To indicate a value in a tuple then you would say: t3.Office=1.10 or t3[Office]=1.10.
Properties of Relations
A Relation is defined as a set of tuples.
Elements have no order among them (by definition of set!)
This means that tables with different ordering of rows represent the same relation.
Additionally the order of the attributes and values are not important either as long as the order is maintained between the tuples.
Sets have no duplicates, as such you must have all unique rows.
In the relational model, this can only happen by playing with attributes.

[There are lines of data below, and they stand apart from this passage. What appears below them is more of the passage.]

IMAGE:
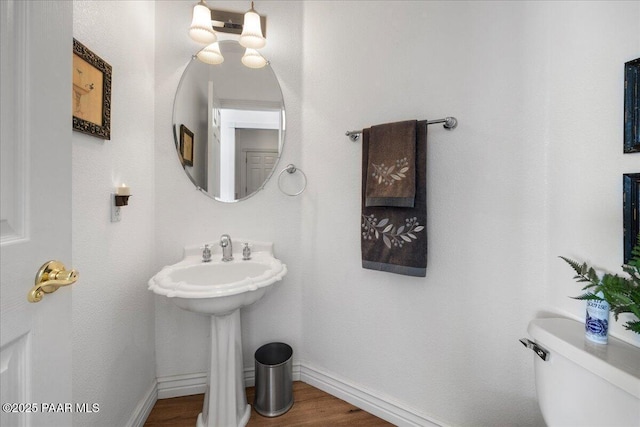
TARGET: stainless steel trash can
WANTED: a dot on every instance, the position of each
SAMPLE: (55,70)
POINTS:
(274,379)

In this case we need a key.
Each value in a tuple is atomic - the relational model is flat.
This means that multi-valued attributes are not allowed.
First normal Form
Composite attributes are not allowed and have to be implemented in another manner.
Keys
Keys are sets of attributes of a relation with special properties.
Superkey (SK)
A set of attributes such that no two distinct tuples in any state of can have the same value for it.
Eg. StaffID+Surname is a superkey.
Key (K)
A Key is a Superkey of such that, if you remove any attribute from it, you are left with a set of attributes that is not a Superkey of any more.

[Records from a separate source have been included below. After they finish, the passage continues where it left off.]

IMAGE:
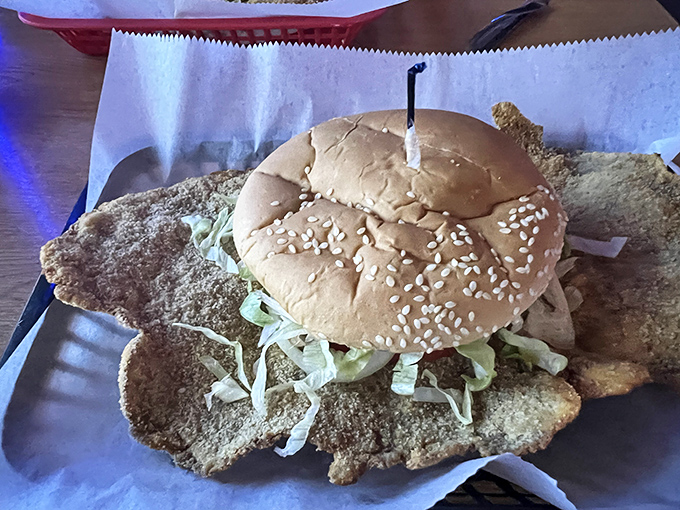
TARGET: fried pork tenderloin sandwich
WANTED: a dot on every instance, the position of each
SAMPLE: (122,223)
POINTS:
(363,258)
(367,252)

You may have more than one key (e.g. StaffID and NIN)
Primary key
Designated explicitly among candidate keys.
Entity Integrity
Property of relational DBs that ensures that that there are no duplicate tuples within each relation. This translates into:
Each relation must have a primary key.
No primary key value can be NULL.
For searching purposes, but more importantly for referring to other tuples when we implement relationships.

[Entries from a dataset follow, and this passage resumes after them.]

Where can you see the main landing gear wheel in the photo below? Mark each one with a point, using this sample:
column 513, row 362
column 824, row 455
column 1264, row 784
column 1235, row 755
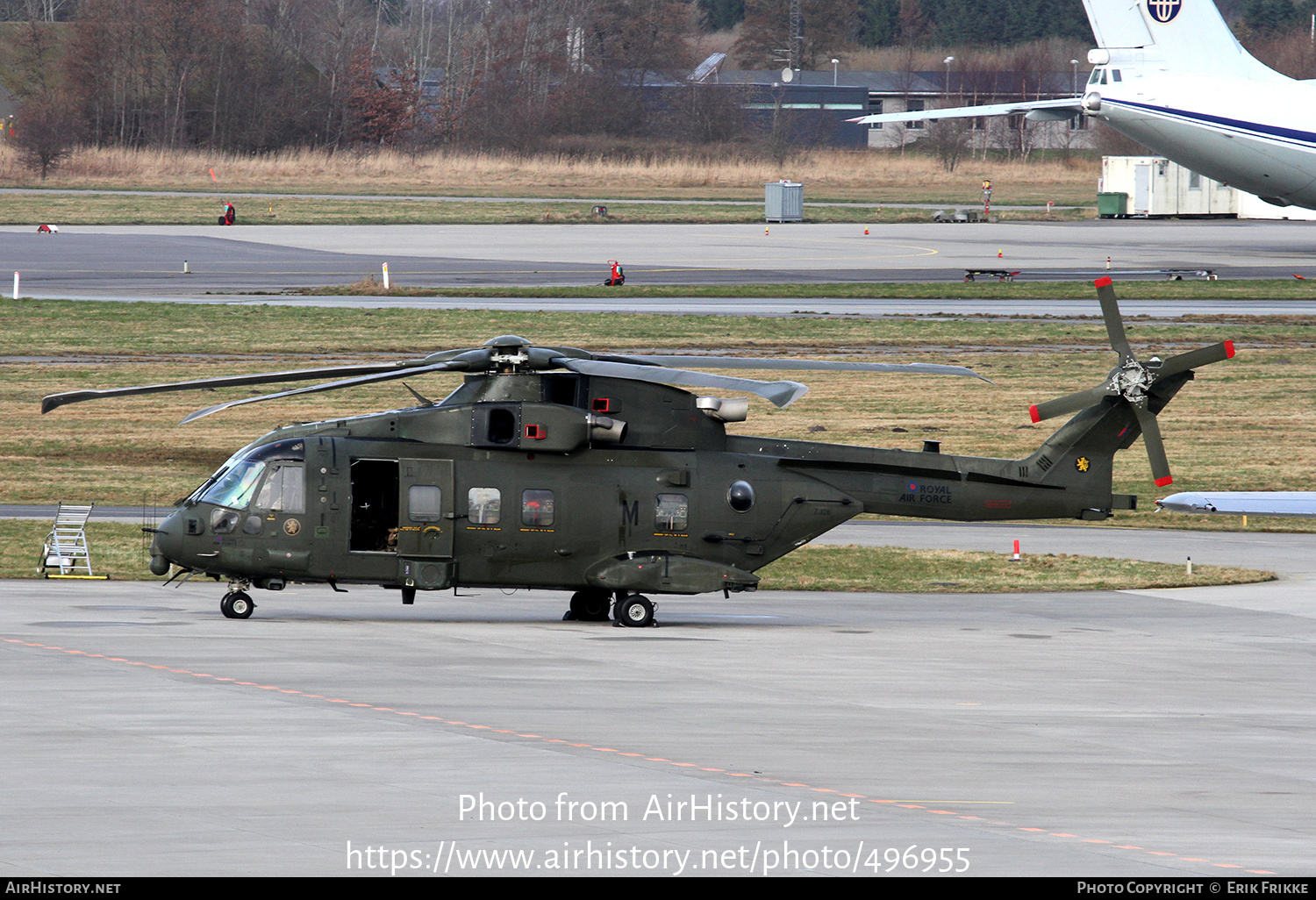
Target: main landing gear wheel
column 589, row 607
column 634, row 611
column 236, row 604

Relations v.s Relationships
The concept of relationship is not represented explicitly in a relational DB.
Thus, there is no physical link from one table to another to indicate two tuples in a relationship.
It is represented logically, by a using keys and other attributes that replicate values across tables.
So relational DBs have by definition some level of redundancy.
Foreign Keys
Foreign key are attributes in a relation that reference a tuple in another relation, by using that relation’s primary key.
Constraints
Foreign key fields can have any name.
But they are usually given the same name as the corresponding primary key they refer to.
Foreign keys must have the same data type as the corresponding primary key they refer to.
Foreign keys must only contain values which are at that moment in time existing within the primary key.
To add a Lecturer in AI you need to create the Department first.
This means that to use a value that is part of a foreign key in another table it first must exist in the table you are taking the values from.
Referential Integrity
A property in relational DB that maintains consistency among tuples.
Foreign key rules for ensuring referential integrity:
The attributes in FK have the same domain(s) as the primary key attributes PK.
Each value of FK in each tuple at any time either occurs as a value of PK for some other tuple at the same time, or is NULL.
Types of relationship
One-to-Many
One tuple may be related to more than one tuple, but not vice versa.
For example: One Department may have many Lecturers (but one
Lecturer belongs to only one Department).
When implementing one-to-many relationships:
The values of the foreign key (FK) of one table must be present among the values of the primary key in the other table for the relation to exist (“referential integrity”).
Not symmetrical: can have value in the primary key that are not in the FK (individuals which are not related to others, e.g. Departments that do
not have Lecturers…)
Many-to-Many
One tuple may be related to more than one tuple, and vice versa.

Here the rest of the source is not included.